また,前述したとおりこの規格で許容されているエラーには系統誤差が含まれています。仮に±0.01 mLのうち,+0.003 mL分が系統誤差であるとすると10回繰り返し測定を行う事で,系統誤差由来のものだけで純粋に0.03 mL分のずれが生じてしまい,10 mLのホールピペットが持つ不確かさより大きくなってしまいます。

もちろんばらつき(偶然誤差)がより大きな場合には,そのばらつきの中に吸収されてしまうかもしれませんが,その保証はありませんし,どちらがどのくらい大きいのかを確かめるためには校正を行って,測定で生じるばらつきとズレを確認する必要があります。もしかするとそこまでやって確かめれば非常に精度の高い神様のような1 mLホールピペットを見つける事ができるかもしれませんが,そこまでするメリットが無さそうなのはご理解いただけるかと思います。

最初の方で話したガイガーカウンタやこのようなガラス器具は,一見すると最新鋭のコンピュータによる制御や処理の必要な大型装置よりも簡便で簡単に値が出るように見えます。しかし,実際にガラス器具で正確に水の体積を量り取ろうと思うと,実験環境での温度変化やガラス器具の洗浄具合,ホールピペットなどでは水を排出させる速度や,大ざっぱに排出させた後の待ち時間など気をつけなければならない要因がたくさんあります。しかも,原理が簡単なだけに,出てきた表示や目盛りを無意識に信用してしまいがちになるという罠まであります。

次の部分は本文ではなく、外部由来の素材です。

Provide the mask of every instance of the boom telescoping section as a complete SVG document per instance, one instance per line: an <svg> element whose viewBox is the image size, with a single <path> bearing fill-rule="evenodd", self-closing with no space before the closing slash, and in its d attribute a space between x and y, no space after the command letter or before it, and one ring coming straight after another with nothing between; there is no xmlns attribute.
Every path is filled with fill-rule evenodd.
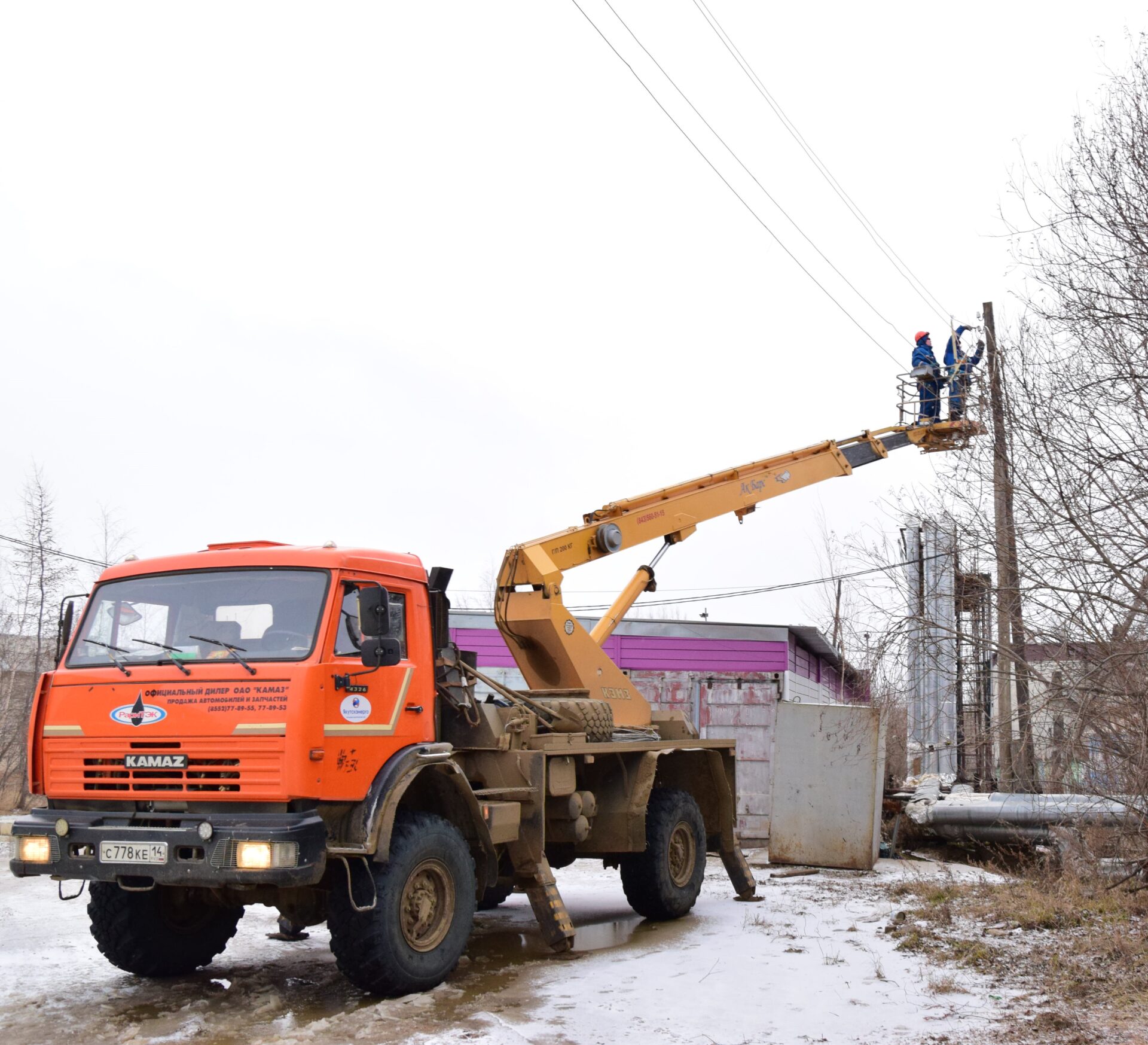
<svg viewBox="0 0 1148 1045"><path fill-rule="evenodd" d="M891 450L907 446L944 450L978 431L969 420L866 431L612 501L587 512L581 526L507 550L498 572L495 621L530 689L587 690L594 698L611 702L618 725L649 726L649 703L610 659L603 643L638 596L654 590L652 565L638 567L589 632L563 603L566 571L658 537L665 547L677 544L707 519L732 512L743 521L762 501L851 475L855 467L882 460Z"/></svg>

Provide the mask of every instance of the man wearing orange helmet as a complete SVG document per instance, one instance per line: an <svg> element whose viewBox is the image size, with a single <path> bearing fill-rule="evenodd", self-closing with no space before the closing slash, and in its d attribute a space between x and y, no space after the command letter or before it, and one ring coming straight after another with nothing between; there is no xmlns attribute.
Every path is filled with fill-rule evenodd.
<svg viewBox="0 0 1148 1045"><path fill-rule="evenodd" d="M932 354L932 338L929 331L917 331L913 339L913 377L917 379L917 392L921 396L921 415L917 423L931 425L940 418L940 386L945 379L940 376L937 357Z"/></svg>

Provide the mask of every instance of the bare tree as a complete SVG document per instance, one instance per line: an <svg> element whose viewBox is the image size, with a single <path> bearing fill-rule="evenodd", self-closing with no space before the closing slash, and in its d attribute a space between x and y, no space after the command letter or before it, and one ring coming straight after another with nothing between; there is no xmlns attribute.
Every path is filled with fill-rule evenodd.
<svg viewBox="0 0 1148 1045"><path fill-rule="evenodd" d="M25 735L32 690L52 667L56 609L72 578L54 554L55 504L44 474L33 467L23 491L20 541L7 564L3 627L6 655L0 666L0 802L18 800L25 771Z"/></svg>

なので,実はコンピュータなどで測定環境や測定条件を精密に制御されている最近の大型測定装置よりも,単純な測定装置であればあるほど,測定者本人がしっかりと頭と体を使わないと正確な値を測定する事は非常に困難な,とても厄介な代物になる。ということは,十分に理解していただきたいと思います。

ただし,測定原理やエラーの原因となる要因を知り尽くしている熟練の分析技術者がこれらのより原理原則に近い測定法を使うと,その辺の大型装置ではかなわないような精密なデータを出したりするのも事実です。だからこそ「職人」と呼ばれるような人の存在が様々な分野で重要視されるわけなのですが,その辺は本題とはまた違う話になってしまいますし,長くなりましたのでとりあえずこの辺で一旦終了します。次回は検出限界とか,その辺りについてお話ししたいと思います。